Gegraben, untersucht, fotografiert und dokumentiert wird im von Wald überwachsenen mittelalterlichen Ort Oberwürzbach. Die Arbeiten beobachten (von rechts) Grabungsleiterin Katja Thode, der frühere Landrat Hans-Werner Köblitz und seine Frau Josephine. Foto: Schabert Foto: Schwarzwälder-Bote

Grabungen im ehemaligen Oberwürzbach bringen Überraschungen / Lob für gute Vorarbeit an Robert Roller

Von Hans Schabert

 

Oberreichenbach/Teinachtal. Warum drei ehemalige Siedlungsbereiche zwischen Agenbach, Würzbach, Schmieh und Oberkollwangen seit dem 15. Jahrhundert verlassen sind, bleibt ungeklärt. Zweifellos existierten sie aber seit dem 11. und 12. Jahrhundert dort, wo heute Wald steht.

Dazu hat die wissenschaftliche Mitarbeiterin der Universität Tübingen, Katja Thode, sichere Belege beispielsweise in Form von zeitlich einstufbarer Keramik gefunden. Sie stellt dem Forstrevierleiter und Heimatforscher aus Bad Teinach-Zavelstein, Robert Roller, ein besonderes Zeugnis aus: "Ohne seine gute Vorarbeit wären wir heute lange nicht so weit." Er hat seine Entdeckungen und Erkenntnisse im Kreisjahrbuch, einer Broschüre, in Aufschrieben und Karten festgehalten.

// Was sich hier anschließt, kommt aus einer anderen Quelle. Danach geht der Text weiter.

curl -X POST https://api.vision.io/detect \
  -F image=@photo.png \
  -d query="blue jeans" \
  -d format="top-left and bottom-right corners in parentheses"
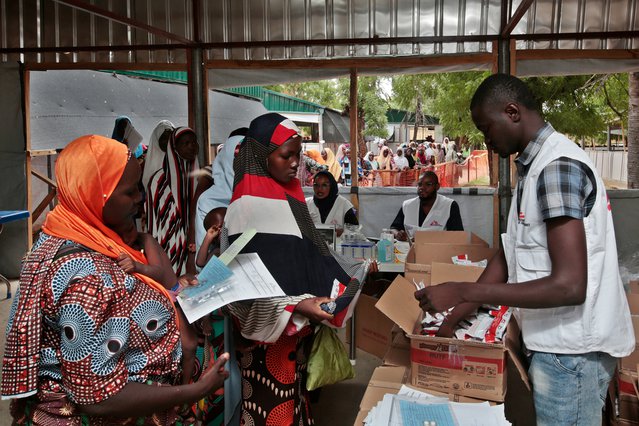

Die junge Frau aus Schleswig-Holstein hat ihren Master in Ur- und Frühgeschichte abgelegt. Anschließend fand sie im Sonderforschungsbereich "RessourcenKulturen" Anstellung am Institut für Ur- und Frühgeschichte und Archäologie des Mittelalters auf Schloss Hohentübingen. Promovieren will Thode mit dem Ausgrabungsprojekt. Deshalb ist sie mitten im Calwer Wald im zweiten Jahr im Einsatz.

Seit sieben Wochen arbeitet sie jetzt dort mit wechselnden Gruppen Studierender, die so die geforderten Praktika absolvieren. Schicht um Schicht legen sie ein vor 900 oder 1000 Jahren erbautes und vor 600 Jahren aufgegebenes Haus frei. An einer Stelle suchen die jungen Leute mit kleiner Kelle vorsichtig nach dem vermuteten Eingang. Überraschungen bleiben nicht aus. Es handelte sich um ein Steinhaus, dessen Größe und Gestaltung mit Doppelmauer aus behauenen Steinen mit Steinfüllung von einem Meter Breite nicht erwartet worden war.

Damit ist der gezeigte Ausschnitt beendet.